The murder of a forgotten golf star and the writer who's trying to get the public to remember again
Marion Miley from the Howard Schickler collection, acquired by the USGA. (Courtesy USGA Archives)
The story that's told this week on our Local Knowledge podcast is among golf's most tragic. Yet, chances are, you’ve never even heard of it.
In the 1930s and 1940s, Marion Miley was a notable young female golfer. This was a time when the women’s amateur game had a sizeable national following, people looking for inexpensive entertainment in the post-depression era and the LPGA Tour not starting until 1950. Miley, born in 1914, was among the more well-known players, athletic, beautiful and successful, winning just about every elite amateur tournament available to her—except the U.S. Women’s Amateur. Though she played in the championship six times, she was never able to get past the semifinals. Still, her popularity was vast, one paper calling her the most photographed golfer in the world.
Miley’s fame created friendships with celebrities including Bob Hope and Bing Crosby, and led to her playing golf around the world. When she wasn’t traveling for tournaments, she lived in an apartment at Lexington Country Club in Kentucky with her mother, Elsie, who was the office manager at the club. Her father had been the pro there too, but left to take a higher-paying job at a club in Cincinnati.
The 1936 U.S. Curtis Cup arrives in Southampton, England. Miley, fifth from the left, is joined by Leona Cheney, Charlotte Glutting, Opal Hill, Patty Berg, Aniela Goldthwaite, Maureen Crews and Glenna Collett Vare.
In the middle of the night on Sept. 28, 1941, two men broke into the Miley apartment. They had received information from the club’s greenkeeper that there would be a lot of cash in the apartment because there had been a dance at the club that night.

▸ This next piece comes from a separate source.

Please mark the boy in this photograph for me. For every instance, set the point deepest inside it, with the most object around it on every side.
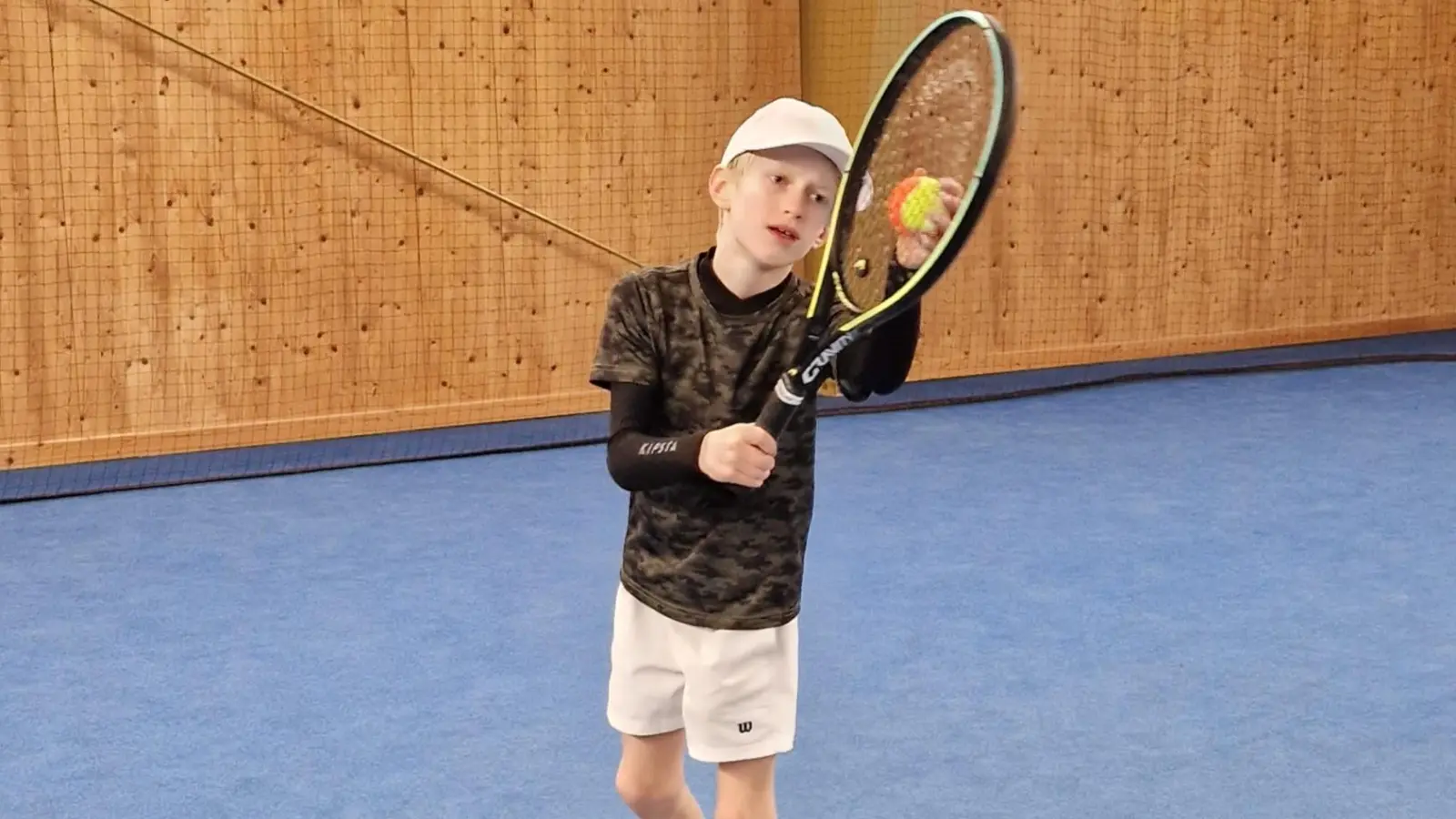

Trying to defend her mother and herself, Marion attacked one of the men. He pulled out a gun and shot her, killing Marion instantly. She was just 27 years old. Elsie was also shot, dying of her wounds several days later.
The two men fled with all of $130.
The horrific crime shocked the local community, and because of Marion’s fame, the news of her death spread quickly. The hunt for the killers began, and three men were eventually found and sentenced to death for what they had done.
When you hear a story like this, it’s hard not to wonder, why don't more people know about Marion Miley? The answer is painfully simple: Just 10 weeks after her murder, Pearl Harbor was bombed and America’s entry into World War II had begun. Just like that, newspapers were taken over by war coverage. Marion’s story was, effectively, lost.
Fast forward to the 1980s, when author Beverly Bell heard Marion’s story for the first time from her father-in-law. Bell was shocked by the tragedy of the tale, and also the fact that as a golfer herself, she had never heard of Marion.
Bell set out to make sure Marion Miley was remembered, collecting information about the golfer and her murder. Almost 30 years later, she felt ready to write. In 2020, her book, The Murder of Marion Miley was published and was a runner-up for the USGA’s Herbert Wind Book Award.
The writing is technically a work of fiction, because it has dialogue, and one character is made up. But Bell’s extensive research makes this book a history lesson, nonetheless.
In this week’s episode of Local Knowledge, we talk to Bell about Miley, diving into Marion’s story, and all that she has done to make sure Marion will no longer be forgotten.